For a panoramic view of the Royal Palace in the midst of the beautiful Mandalay landscape with the hilly ranges in the distance, a climb up the Mandalay Hill is necessary. The hill which goes up to a height of 167.64 meters, bears the “wish granting” pagoda where a huge statue of Buddha pointing to the Royal Palace stands. According to legend, on his visit, Buddha prophesied on this hill that a great city would be found below. Now, along with photographers, you can flock to the hill to capture the sunrises and sunsets over the beautiful city.

Sagaing Hill

Just across the Irrawaddy River from Mandalay, is the stupa studded Sagaing Hills, where over 6,000 monks and nuns take refuge in over 600 monasteries. Climb to one of the pagodas that rests on the hills such as the Soon U Ponya Shin Pagoda and get an extensive view of the lush green hills. While the Sagaing Hills is a destination hotspot, don’t miss some of the traditional stone carving and silk weaving workshops along the way from Mandalay. Stop by the workshops and witness craftsman carve a block of marble into an elaborate Buddha statue.


Across the Irrawaddy River from Mandalay is Mingun where the uncompleted dream of King Bodawpaya to build the biggest pagoda in the world is situated. The remains of the gigantic, unfinished stupa are still extraordinary. Just within a short distance is another massive product of the king, the Mingun Bell, which is believed to be the largest working bell in the world. The king’s grandson, King Bagyidaw, also left an impressive sight for modern spectators to behold. The white Hsinbyume pagoda, modeled after the mythical Mount Neru, strays away from the usual pagoda structure with surging rails and mythological monsters standing guard at various points in the pagoda.

Pyin U Lwin

Pyin U Lwin truly lives up to its name as the city of flowers. It was once the summer capital of the British Colonial Administration and numerous buildings that remind us of their past presence still remain such as the Government House, Purcell Tower, the Secretariat, the Convent, and the Maymyo Club. The town is also known for its charming flower, strawberry, and coffee bean farms. Other attractions include the Kandawgyi National Gardens for all things horticultural and Daw Taw Kyaik Waterfall for a captivating scenic spot.

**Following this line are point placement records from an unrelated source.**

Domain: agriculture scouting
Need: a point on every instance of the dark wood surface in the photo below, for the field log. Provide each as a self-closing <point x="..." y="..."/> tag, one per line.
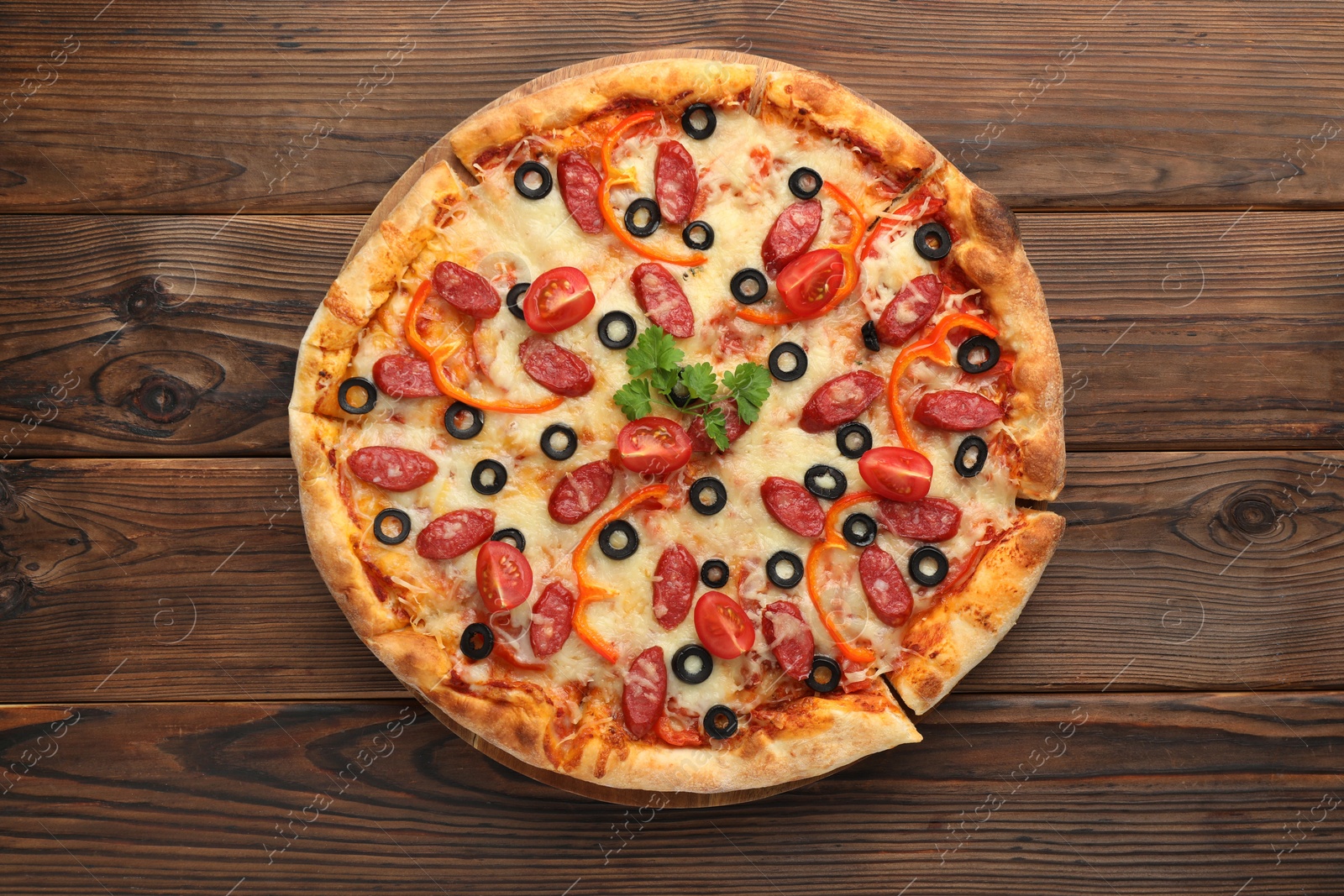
<point x="168" y="221"/>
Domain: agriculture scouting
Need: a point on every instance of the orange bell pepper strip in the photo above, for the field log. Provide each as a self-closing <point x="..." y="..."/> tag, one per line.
<point x="436" y="367"/>
<point x="591" y="594"/>
<point x="933" y="347"/>
<point x="847" y="253"/>
<point x="612" y="177"/>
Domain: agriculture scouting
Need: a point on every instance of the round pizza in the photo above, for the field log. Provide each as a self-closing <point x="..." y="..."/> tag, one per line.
<point x="691" y="425"/>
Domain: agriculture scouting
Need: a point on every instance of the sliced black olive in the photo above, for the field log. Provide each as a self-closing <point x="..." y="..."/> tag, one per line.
<point x="749" y="286"/>
<point x="651" y="214"/>
<point x="698" y="235"/>
<point x="488" y="477"/>
<point x="826" y="674"/>
<point x="971" y="456"/>
<point x="559" y="430"/>
<point x="616" y="329"/>
<point x="788" y="559"/>
<point x="826" y="481"/>
<point x="535" y="172"/>
<point x="618" y="539"/>
<point x="477" y="641"/>
<point x="512" y="537"/>
<point x="853" y="439"/>
<point x="468" y="432"/>
<point x="788" y="374"/>
<point x="870" y="338"/>
<point x="927" y="566"/>
<point x="804" y="183"/>
<point x="692" y="664"/>
<point x="972" y="348"/>
<point x="360" y="383"/>
<point x="718" y="495"/>
<point x="933" y="241"/>
<point x="699" y="121"/>
<point x="721" y="721"/>
<point x="403" y="526"/>
<point x="859" y="530"/>
<point x="714" y="574"/>
<point x="514" y="301"/>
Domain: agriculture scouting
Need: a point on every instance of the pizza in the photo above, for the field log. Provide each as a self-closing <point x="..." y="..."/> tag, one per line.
<point x="685" y="430"/>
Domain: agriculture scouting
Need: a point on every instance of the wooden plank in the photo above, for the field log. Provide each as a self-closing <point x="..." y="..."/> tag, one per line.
<point x="181" y="331"/>
<point x="1066" y="794"/>
<point x="249" y="107"/>
<point x="1207" y="571"/>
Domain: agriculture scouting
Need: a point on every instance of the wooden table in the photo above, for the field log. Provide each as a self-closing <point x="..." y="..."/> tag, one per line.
<point x="185" y="710"/>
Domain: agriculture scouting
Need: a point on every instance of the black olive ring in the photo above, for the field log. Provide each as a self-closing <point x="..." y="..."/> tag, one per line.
<point x="800" y="362"/>
<point x="819" y="472"/>
<point x="604" y="329"/>
<point x="779" y="579"/>
<point x="403" y="520"/>
<point x="651" y="208"/>
<point x="721" y="721"/>
<point x="968" y="445"/>
<point x="685" y="653"/>
<point x="709" y="484"/>
<point x="843" y="439"/>
<point x="477" y="631"/>
<point x="927" y="553"/>
<point x="859" y="530"/>
<point x="612" y="530"/>
<point x="571" y="443"/>
<point x="533" y="168"/>
<point x="370" y="396"/>
<point x="496" y="484"/>
<point x="468" y="432"/>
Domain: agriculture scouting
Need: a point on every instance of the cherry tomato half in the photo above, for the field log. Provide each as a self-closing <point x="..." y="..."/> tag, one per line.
<point x="654" y="445"/>
<point x="894" y="473"/>
<point x="811" y="280"/>
<point x="558" y="298"/>
<point x="722" y="625"/>
<point x="503" y="575"/>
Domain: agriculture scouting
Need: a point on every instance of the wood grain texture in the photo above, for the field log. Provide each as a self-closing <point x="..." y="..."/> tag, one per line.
<point x="1189" y="571"/>
<point x="309" y="107"/>
<point x="1068" y="794"/>
<point x="181" y="331"/>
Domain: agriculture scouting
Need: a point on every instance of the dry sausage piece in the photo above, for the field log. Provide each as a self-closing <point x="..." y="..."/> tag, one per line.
<point x="454" y="533"/>
<point x="581" y="492"/>
<point x="911" y="309"/>
<point x="793" y="506"/>
<point x="674" y="586"/>
<point x="662" y="298"/>
<point x="465" y="291"/>
<point x="393" y="469"/>
<point x="557" y="369"/>
<point x="551" y="620"/>
<point x="925" y="520"/>
<point x="674" y="183"/>
<point x="790" y="638"/>
<point x="645" y="692"/>
<point x="840" y="401"/>
<point x="580" y="183"/>
<point x="790" y="234"/>
<point x="889" y="595"/>
<point x="956" y="410"/>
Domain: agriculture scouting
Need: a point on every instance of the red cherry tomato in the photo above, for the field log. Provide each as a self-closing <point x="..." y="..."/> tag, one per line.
<point x="654" y="445"/>
<point x="723" y="626"/>
<point x="811" y="280"/>
<point x="894" y="473"/>
<point x="558" y="298"/>
<point x="503" y="575"/>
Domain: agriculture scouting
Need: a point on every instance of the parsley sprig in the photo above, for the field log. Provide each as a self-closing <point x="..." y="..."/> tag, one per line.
<point x="655" y="364"/>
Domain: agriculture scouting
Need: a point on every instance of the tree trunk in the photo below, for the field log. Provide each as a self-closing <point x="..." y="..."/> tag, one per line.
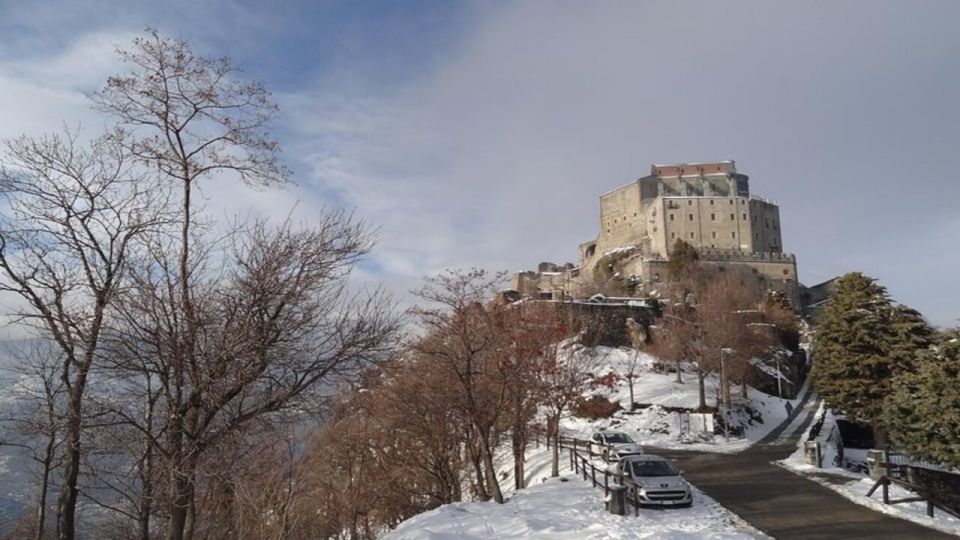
<point x="701" y="390"/>
<point x="67" y="504"/>
<point x="518" y="457"/>
<point x="555" y="434"/>
<point x="182" y="501"/>
<point x="486" y="453"/>
<point x="482" y="493"/>
<point x="44" y="487"/>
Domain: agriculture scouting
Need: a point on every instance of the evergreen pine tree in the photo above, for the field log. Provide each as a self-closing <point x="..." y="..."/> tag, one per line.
<point x="862" y="343"/>
<point x="923" y="410"/>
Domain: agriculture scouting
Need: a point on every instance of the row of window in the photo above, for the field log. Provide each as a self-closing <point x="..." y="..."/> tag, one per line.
<point x="733" y="234"/>
<point x="713" y="217"/>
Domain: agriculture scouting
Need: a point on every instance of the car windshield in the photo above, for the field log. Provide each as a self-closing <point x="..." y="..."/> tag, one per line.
<point x="654" y="468"/>
<point x="617" y="438"/>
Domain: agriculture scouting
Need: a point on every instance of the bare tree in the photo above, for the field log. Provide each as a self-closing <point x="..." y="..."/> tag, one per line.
<point x="75" y="216"/>
<point x="463" y="342"/>
<point x="276" y="329"/>
<point x="638" y="340"/>
<point x="37" y="419"/>
<point x="190" y="117"/>
<point x="567" y="371"/>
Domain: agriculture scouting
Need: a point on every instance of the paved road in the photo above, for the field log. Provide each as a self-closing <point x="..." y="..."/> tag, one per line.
<point x="782" y="504"/>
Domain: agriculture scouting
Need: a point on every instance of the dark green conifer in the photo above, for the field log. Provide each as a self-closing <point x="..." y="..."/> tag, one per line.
<point x="923" y="410"/>
<point x="863" y="342"/>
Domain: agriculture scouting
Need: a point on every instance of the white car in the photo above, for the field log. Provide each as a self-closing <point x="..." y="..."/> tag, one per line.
<point x="614" y="445"/>
<point x="658" y="481"/>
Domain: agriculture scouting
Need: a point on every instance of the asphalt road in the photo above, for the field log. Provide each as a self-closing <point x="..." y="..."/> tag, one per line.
<point x="782" y="504"/>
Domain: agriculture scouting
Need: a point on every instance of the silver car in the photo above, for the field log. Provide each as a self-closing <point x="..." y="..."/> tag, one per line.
<point x="658" y="481"/>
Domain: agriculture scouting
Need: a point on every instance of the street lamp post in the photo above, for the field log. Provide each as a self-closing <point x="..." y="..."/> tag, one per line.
<point x="779" y="383"/>
<point x="725" y="394"/>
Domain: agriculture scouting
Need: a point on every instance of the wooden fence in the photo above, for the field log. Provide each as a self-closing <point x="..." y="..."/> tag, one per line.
<point x="583" y="466"/>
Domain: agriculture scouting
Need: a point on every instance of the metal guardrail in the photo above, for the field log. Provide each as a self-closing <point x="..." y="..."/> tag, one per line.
<point x="894" y="469"/>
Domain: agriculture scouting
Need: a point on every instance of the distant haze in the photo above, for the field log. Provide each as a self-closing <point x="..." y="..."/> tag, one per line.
<point x="481" y="134"/>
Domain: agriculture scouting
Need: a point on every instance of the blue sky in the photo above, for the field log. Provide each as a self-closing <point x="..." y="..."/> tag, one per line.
<point x="480" y="134"/>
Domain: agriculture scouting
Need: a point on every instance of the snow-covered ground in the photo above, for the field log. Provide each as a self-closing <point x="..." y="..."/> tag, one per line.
<point x="567" y="508"/>
<point x="656" y="425"/>
<point x="859" y="484"/>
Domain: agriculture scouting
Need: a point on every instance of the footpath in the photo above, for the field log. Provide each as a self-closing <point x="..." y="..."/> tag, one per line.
<point x="780" y="503"/>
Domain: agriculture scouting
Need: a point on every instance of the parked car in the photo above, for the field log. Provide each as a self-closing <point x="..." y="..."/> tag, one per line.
<point x="614" y="445"/>
<point x="658" y="480"/>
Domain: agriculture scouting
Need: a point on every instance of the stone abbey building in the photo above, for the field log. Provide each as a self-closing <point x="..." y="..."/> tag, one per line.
<point x="708" y="205"/>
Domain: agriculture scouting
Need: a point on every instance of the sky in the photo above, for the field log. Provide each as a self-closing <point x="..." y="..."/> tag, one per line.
<point x="480" y="134"/>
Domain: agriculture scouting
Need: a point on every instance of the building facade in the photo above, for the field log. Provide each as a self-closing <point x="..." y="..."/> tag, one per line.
<point x="707" y="205"/>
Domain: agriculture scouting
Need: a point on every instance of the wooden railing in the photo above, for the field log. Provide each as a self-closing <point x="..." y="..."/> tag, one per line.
<point x="582" y="465"/>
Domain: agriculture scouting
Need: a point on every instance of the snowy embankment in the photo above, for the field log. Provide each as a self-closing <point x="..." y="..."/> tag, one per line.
<point x="567" y="508"/>
<point x="856" y="486"/>
<point x="657" y="424"/>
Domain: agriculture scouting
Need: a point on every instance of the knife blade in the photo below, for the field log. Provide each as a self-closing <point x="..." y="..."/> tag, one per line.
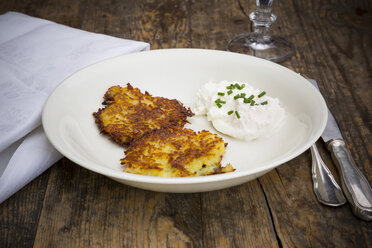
<point x="355" y="186"/>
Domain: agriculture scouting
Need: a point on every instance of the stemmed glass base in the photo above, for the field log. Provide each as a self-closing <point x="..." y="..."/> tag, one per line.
<point x="260" y="42"/>
<point x="273" y="48"/>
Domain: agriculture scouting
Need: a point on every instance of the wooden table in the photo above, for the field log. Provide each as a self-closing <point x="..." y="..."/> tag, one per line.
<point x="68" y="206"/>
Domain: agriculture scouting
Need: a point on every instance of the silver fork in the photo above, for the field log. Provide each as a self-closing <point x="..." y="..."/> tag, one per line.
<point x="326" y="188"/>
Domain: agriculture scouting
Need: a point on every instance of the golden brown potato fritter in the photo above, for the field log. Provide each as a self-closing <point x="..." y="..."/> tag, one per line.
<point x="129" y="114"/>
<point x="176" y="152"/>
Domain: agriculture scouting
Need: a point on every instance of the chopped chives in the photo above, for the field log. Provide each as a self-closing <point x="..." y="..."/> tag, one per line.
<point x="261" y="94"/>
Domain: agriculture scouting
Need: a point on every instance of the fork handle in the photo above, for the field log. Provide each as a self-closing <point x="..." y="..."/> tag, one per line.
<point x="355" y="186"/>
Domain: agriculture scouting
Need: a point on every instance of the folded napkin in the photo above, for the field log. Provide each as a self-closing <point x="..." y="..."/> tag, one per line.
<point x="35" y="56"/>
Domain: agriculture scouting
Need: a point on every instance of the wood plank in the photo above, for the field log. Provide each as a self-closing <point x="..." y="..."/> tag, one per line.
<point x="335" y="55"/>
<point x="237" y="217"/>
<point x="84" y="209"/>
<point x="20" y="213"/>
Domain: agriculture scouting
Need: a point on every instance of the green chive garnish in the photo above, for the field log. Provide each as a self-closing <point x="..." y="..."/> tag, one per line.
<point x="261" y="94"/>
<point x="248" y="100"/>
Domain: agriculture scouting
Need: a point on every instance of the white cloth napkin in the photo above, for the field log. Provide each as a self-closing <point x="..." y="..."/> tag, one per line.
<point x="35" y="56"/>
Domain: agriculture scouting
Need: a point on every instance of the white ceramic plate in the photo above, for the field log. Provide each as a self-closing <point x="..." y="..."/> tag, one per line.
<point x="178" y="73"/>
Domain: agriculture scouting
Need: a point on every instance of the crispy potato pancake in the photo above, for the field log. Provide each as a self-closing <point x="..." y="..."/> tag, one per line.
<point x="129" y="114"/>
<point x="176" y="152"/>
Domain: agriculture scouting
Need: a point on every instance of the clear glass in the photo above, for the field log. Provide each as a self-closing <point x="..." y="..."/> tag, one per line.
<point x="260" y="42"/>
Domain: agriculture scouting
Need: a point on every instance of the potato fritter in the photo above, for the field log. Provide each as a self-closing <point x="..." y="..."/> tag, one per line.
<point x="129" y="114"/>
<point x="176" y="152"/>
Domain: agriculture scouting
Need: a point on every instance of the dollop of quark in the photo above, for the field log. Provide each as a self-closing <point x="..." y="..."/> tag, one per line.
<point x="239" y="110"/>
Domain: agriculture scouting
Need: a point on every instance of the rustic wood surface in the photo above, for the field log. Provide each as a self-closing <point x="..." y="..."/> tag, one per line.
<point x="68" y="206"/>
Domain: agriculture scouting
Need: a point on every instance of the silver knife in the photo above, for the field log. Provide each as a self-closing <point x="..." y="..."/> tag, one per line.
<point x="355" y="186"/>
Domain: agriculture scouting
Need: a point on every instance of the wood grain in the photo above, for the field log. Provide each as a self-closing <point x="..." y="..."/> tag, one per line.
<point x="69" y="206"/>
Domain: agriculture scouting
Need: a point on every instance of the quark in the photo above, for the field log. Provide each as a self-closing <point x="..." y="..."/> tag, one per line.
<point x="239" y="110"/>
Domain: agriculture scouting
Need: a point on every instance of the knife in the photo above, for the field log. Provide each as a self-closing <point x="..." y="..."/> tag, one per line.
<point x="355" y="186"/>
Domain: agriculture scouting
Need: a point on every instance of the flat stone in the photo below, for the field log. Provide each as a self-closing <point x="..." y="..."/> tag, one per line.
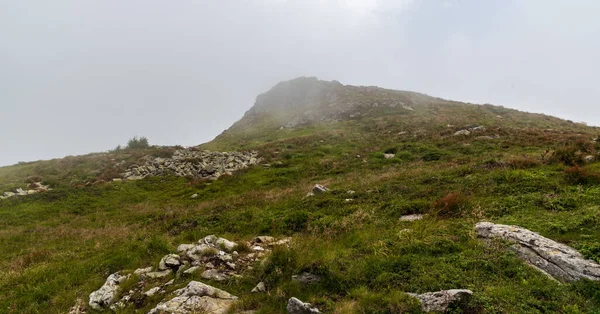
<point x="197" y="297"/>
<point x="411" y="217"/>
<point x="440" y="301"/>
<point x="296" y="306"/>
<point x="554" y="259"/>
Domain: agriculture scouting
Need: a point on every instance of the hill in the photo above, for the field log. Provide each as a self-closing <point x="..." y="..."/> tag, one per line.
<point x="382" y="154"/>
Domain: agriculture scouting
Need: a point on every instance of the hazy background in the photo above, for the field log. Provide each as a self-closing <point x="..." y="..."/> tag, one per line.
<point x="80" y="76"/>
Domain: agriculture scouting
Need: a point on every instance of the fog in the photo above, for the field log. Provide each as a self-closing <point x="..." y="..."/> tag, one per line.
<point x="79" y="76"/>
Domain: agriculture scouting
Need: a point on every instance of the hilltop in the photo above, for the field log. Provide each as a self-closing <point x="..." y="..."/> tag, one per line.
<point x="379" y="155"/>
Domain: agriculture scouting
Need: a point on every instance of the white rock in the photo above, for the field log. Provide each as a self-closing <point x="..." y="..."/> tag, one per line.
<point x="197" y="297"/>
<point x="213" y="274"/>
<point x="411" y="217"/>
<point x="260" y="287"/>
<point x="296" y="306"/>
<point x="105" y="296"/>
<point x="554" y="259"/>
<point x="440" y="301"/>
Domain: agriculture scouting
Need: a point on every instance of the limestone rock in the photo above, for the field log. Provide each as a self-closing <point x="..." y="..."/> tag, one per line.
<point x="552" y="258"/>
<point x="225" y="244"/>
<point x="105" y="296"/>
<point x="306" y="278"/>
<point x="213" y="274"/>
<point x="260" y="287"/>
<point x="440" y="301"/>
<point x="411" y="217"/>
<point x="158" y="274"/>
<point x="197" y="297"/>
<point x="142" y="271"/>
<point x="318" y="189"/>
<point x="296" y="306"/>
<point x="170" y="261"/>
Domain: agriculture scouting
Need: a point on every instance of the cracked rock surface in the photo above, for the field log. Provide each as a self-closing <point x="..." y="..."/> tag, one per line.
<point x="554" y="259"/>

Royal Palace (Mya San Daw)

The Royal Palace in Mandalay was built in 1857 by King Mindon to fulfill an old prophecy to move the capital from Amarapura. Although the largely teak structures of the palace were destroyed by fire, it has been reconstructed to its former glory based on surviving images. The only remaining building of the palace, the Shwenandaw Monastery, will give you an idea of what the palace must have looked like in its original form with its intricate wood carvings that portray tales. You can continue to wander your way through the palace moat, gardens, swimming pools, audience halls, court building, the queen’s chambers, and other historical treasures found within the palace’s 2 km long fortified walls.


Amarapura, the city of immortals, had been the capital for two Burmese dynasties. What are left of its political legacy are the ruins of Amarapura Palace and the tombs of King Bagyidaw and King Bodawpaya which visitors can view. However, you will find the main attraction here to be U Pein Bridge, the longest teak bridge in the world. This 200 year old structure extends 1.2 km long over the Taungthaman Lake. Take a stroll down this landmark and stop by the shops, art galleries, and food outlets available at both ends of the bridge.

Inwwa (Ava)

Innwa had been the capital of Myanmar from 1364-1841 for two dynasties. Hence, the main attractions here are fascinating regal edifices that outlasted its past kingdoms. Travel through the city on ox cart to tour various ruins of its palace, walls, and moat as well as numerous pagodas, temples, and monasteries stand from different eras while getting a peek at rural Burmese life. Some of the most visited attractions here are the Maha Aung Mye Bonzan, the brick monastery and the Bagaya monastery, the wood monastery. Both are living museums that reveal the architecture talented artisanship of the Burmese people in the particular period.